The University recently launched vFabLab™—short for Virtual Fabrication Lab—an online-based virtual environment helping to train users in semiconductor fabrication processes. Image courtesy of Muhammad Mustafa Hussain.
KAUST has launched its first virtual lab to serve as an online platform for distance learning on semiconductor fabrication.
The vFabLab™, short for Virtual Fabrication Lab, is an online-based virtual environment designed to help training on semiconductor device fabrication processes and associated complementary metal-oxide-semiconductor (CMOS) technology. The virtual lab, which was developed by the University's Computer, Electrical and Mathematical Science and Engineering (CEMSE) division, trains users on end-to-end device fabrication sequence using well-tested process protocols.

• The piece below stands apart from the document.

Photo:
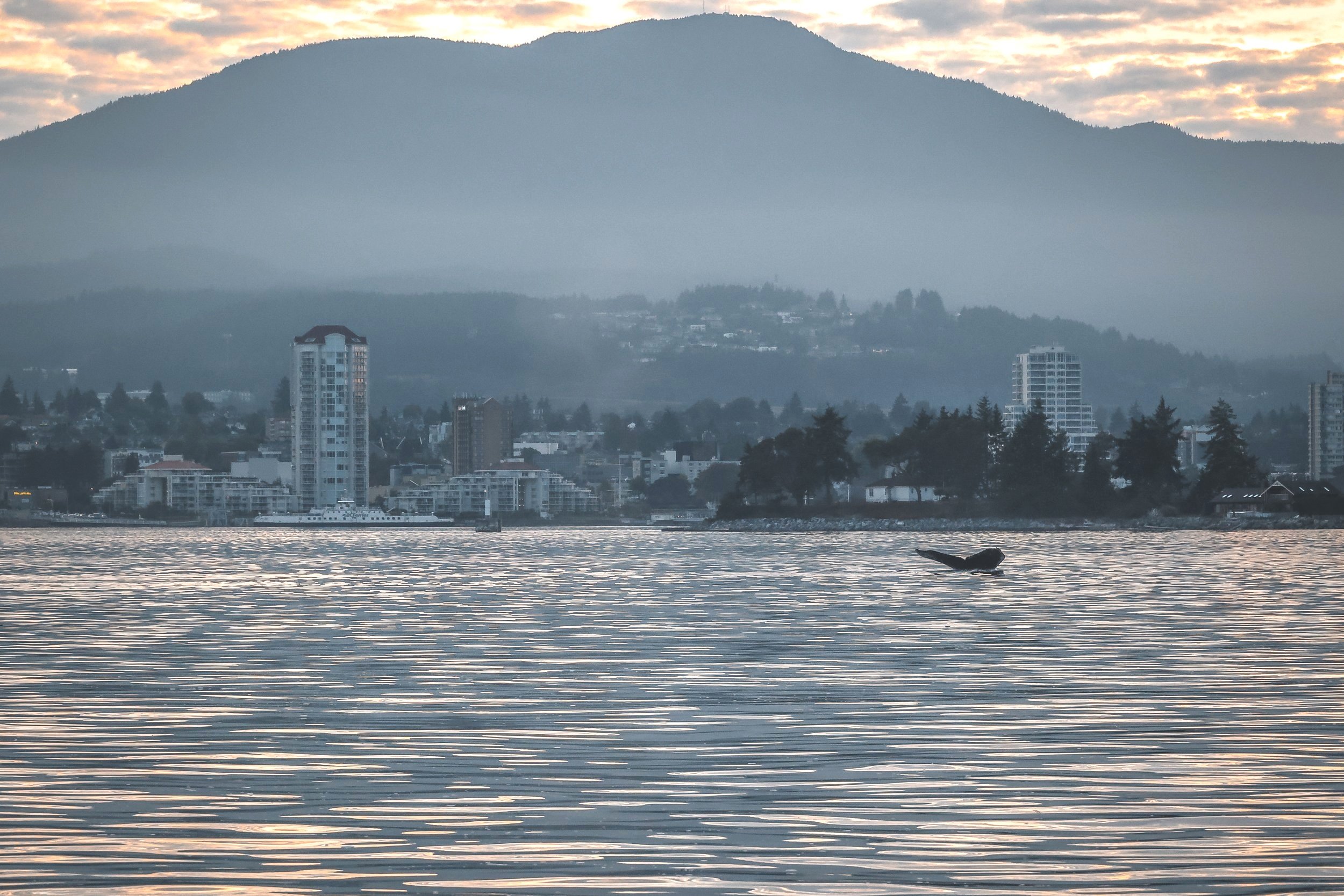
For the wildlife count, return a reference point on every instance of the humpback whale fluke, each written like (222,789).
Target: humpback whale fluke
(983,562)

Each training session is followed by an interactive Q&A session.
"I was inspired by the vision to provide access to thousands of students and other enthusiasts who do not have access to expensive cleanroom facilities," said Muhammad Mustafa Hussain, KAUST professor of electrical engineering from CEMSE. "vFabLab™ intends to provide the crucial element missing in online education, which is an experimental module through labs."
At postgraduate level, distance learning is a gateway for students around the world to have open access to knowledge and to engage with educational materials and approaches different from their customary ones.
"Distance learning is an important tool to provide enhanced learning opportunities to our globally mobile student population," said Dr. Tony Chan, president of KAUST. "In everything we do, we aim to be forward-looking. Distance learning fits perfectly with this aim."
KAUST Professor Muhammad Mustafa Hussain (right) designed vFabLab™ with the help of his former Ph.D. student Galo Torres Sevilla (left) and a virtual environment developer based in India. Hussain and Sevilla are pictured here in Hussain’s KAUST lab during Sevilla’s Ph.D. studies. File photo.
"The virtual fab is an exciting idea to take a branch of science that has always been gated by the availability of an expensive lab," said Mootaz Elnozahy, dean of CEMSE. "At KAUST, we are trying to take this concept to the farthest, thereby sharing our infrastructure with the world."
The vFabLab™ will be presented on April 24 during a webinar organized and hosted by the IEEE Electron Devices Society.